In either case, using them wouldn't be compulsory. If Matt Stone Racing, for example, can't afford to use all their test days they don't have to. But if you gave all the teams six test days, Triple 8 and Penske, along with Tickford, Kelly Racing and Walkinshaw Andretti United would go out and use all of them. The other teams would then have to use all of theirs to avoid falling behind too much. Under this proposal, smaller teams can do as much as they can afford, and still potentially test more than the bigger teams.

Tyre allocations should be increased too, even if testing is still limited to three days a year. Teams currently get 16 sets soft and 16 sets of supersoft tyres per car for practice and testing. 32 sets for 48 practice sessions and three test days. Beyond that, they need to use used tyres. Teams don't get much testing on new tyres. That goes some way to explaining why Penske and Triple 8 are especially dominant in qualifying. Other teams simply don't have the tyres to hone their qualifying setups.

The big teams would complain. Ryan Story would be the most vocal opponent, as usual. In his mind any rule that doesn't give Penske special privileges is unfair. What's really unfair is a set of testing regulations that prevent the smaller teams from catching up without a ground-up overhaul of the technical regulations. The big teams, meanwhile, have the resources to consistently run at the front, which in turn attracts more sponsorship, allowing them to continue to run at the front. If the smaller teams are given more test days, then they have the capacity to improve, attract more sponsors and grow into larger teams. Up until now, Supercars has taken the approach of making it easier for small teams to get by. What if instead, they made it easier for them to climb up the grid and take a bigger share of race wins and then sponsors?

Larger tyre allowances would go a long way

Larger tyre allowances would go a long way

A finishing position-based testing allowance would have a similar, albeit less pronounced, effect to the AFL draft system. The bottom team from last gets first pick of the new players. 17th goes next, then 16th etc. If the last-placed team does especially poorly, they get the fourth pick as well. Wealthier teams can spend more to extract performance from the players they've got, but ultimately their dominance only lasts a few years before they fall to the bottom again. Similarly, a Supercars team would struggle to stay on top for too many years if they can only test once a year.

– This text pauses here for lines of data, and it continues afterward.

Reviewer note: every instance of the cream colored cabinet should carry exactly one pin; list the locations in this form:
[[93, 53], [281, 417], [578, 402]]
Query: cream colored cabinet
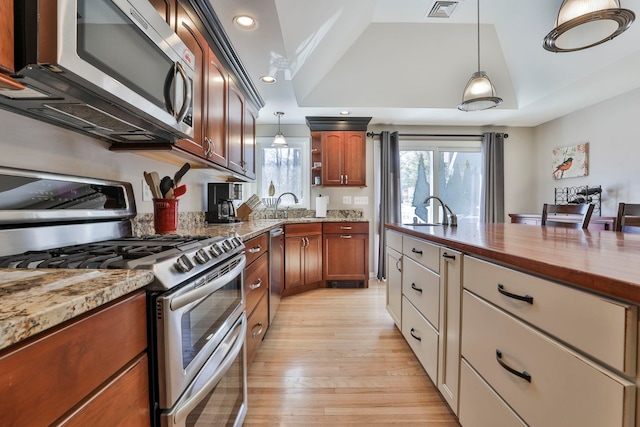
[[545, 382], [450, 326], [543, 353]]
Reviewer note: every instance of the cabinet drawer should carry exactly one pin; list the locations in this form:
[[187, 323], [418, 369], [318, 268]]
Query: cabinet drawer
[[422, 338], [45, 377], [601, 327], [345, 228], [480, 406], [256, 247], [394, 240], [256, 282], [421, 286], [422, 252], [257, 325], [292, 230], [565, 389]]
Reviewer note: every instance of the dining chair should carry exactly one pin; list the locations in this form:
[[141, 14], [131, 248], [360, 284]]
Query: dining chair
[[568, 216], [628, 219]]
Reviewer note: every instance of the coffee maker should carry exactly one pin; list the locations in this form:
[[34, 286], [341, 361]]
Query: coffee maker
[[220, 197]]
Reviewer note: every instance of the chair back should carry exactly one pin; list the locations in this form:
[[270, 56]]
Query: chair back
[[569, 216], [628, 219]]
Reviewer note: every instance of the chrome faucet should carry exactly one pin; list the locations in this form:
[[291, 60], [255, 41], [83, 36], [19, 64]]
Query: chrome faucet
[[445, 208], [295, 198]]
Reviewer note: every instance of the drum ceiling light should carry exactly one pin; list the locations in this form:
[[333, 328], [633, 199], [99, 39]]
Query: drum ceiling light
[[582, 24]]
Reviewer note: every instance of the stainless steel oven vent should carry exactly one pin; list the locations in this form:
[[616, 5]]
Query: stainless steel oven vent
[[442, 9]]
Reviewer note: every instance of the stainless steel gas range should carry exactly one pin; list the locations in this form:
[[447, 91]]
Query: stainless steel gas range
[[196, 305]]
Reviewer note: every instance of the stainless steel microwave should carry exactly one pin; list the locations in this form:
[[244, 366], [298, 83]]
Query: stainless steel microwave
[[111, 68]]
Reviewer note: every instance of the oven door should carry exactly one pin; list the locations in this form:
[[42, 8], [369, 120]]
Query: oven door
[[192, 321], [218, 394]]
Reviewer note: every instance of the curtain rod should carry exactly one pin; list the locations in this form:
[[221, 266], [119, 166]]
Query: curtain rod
[[436, 135]]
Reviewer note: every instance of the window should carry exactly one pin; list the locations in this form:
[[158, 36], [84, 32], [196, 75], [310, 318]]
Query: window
[[450, 171], [288, 168]]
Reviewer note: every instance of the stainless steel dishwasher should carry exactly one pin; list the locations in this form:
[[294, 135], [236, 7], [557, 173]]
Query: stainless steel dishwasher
[[276, 270]]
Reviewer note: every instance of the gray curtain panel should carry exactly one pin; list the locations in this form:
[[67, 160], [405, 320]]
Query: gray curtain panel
[[492, 192], [389, 192]]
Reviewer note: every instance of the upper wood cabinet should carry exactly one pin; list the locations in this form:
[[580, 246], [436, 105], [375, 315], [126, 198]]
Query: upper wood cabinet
[[340, 144], [7, 64], [344, 159]]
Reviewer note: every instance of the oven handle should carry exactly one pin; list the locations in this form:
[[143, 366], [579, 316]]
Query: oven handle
[[208, 288], [236, 339]]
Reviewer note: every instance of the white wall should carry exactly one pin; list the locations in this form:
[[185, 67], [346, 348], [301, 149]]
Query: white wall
[[30, 144], [612, 129]]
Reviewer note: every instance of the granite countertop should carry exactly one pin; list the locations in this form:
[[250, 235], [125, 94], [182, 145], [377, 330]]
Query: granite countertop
[[32, 301], [598, 260]]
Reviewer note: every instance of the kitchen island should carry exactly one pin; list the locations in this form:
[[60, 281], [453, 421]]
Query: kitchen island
[[521, 325]]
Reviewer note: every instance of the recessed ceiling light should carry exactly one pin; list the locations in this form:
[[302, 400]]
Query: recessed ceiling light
[[245, 22], [268, 80]]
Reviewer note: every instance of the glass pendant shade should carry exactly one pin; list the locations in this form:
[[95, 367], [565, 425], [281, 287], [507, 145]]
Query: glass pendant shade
[[278, 140], [585, 23], [479, 94]]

To save money, test days could be held the day after a race weekend. Teams could elect to use their allowance at any of the nine permanent circuits in Australia. MotoGP and F1 use a similar system. Testing after street rounds, Bathurst or New Zealand’s Pukekohe would be too difficult to organise.

While the intention behind testing restrictions is good, it's gone too far and started to backfire. Giving more test days to lower ranking teams could be an effective way to help them improve without adding too much financial pressure.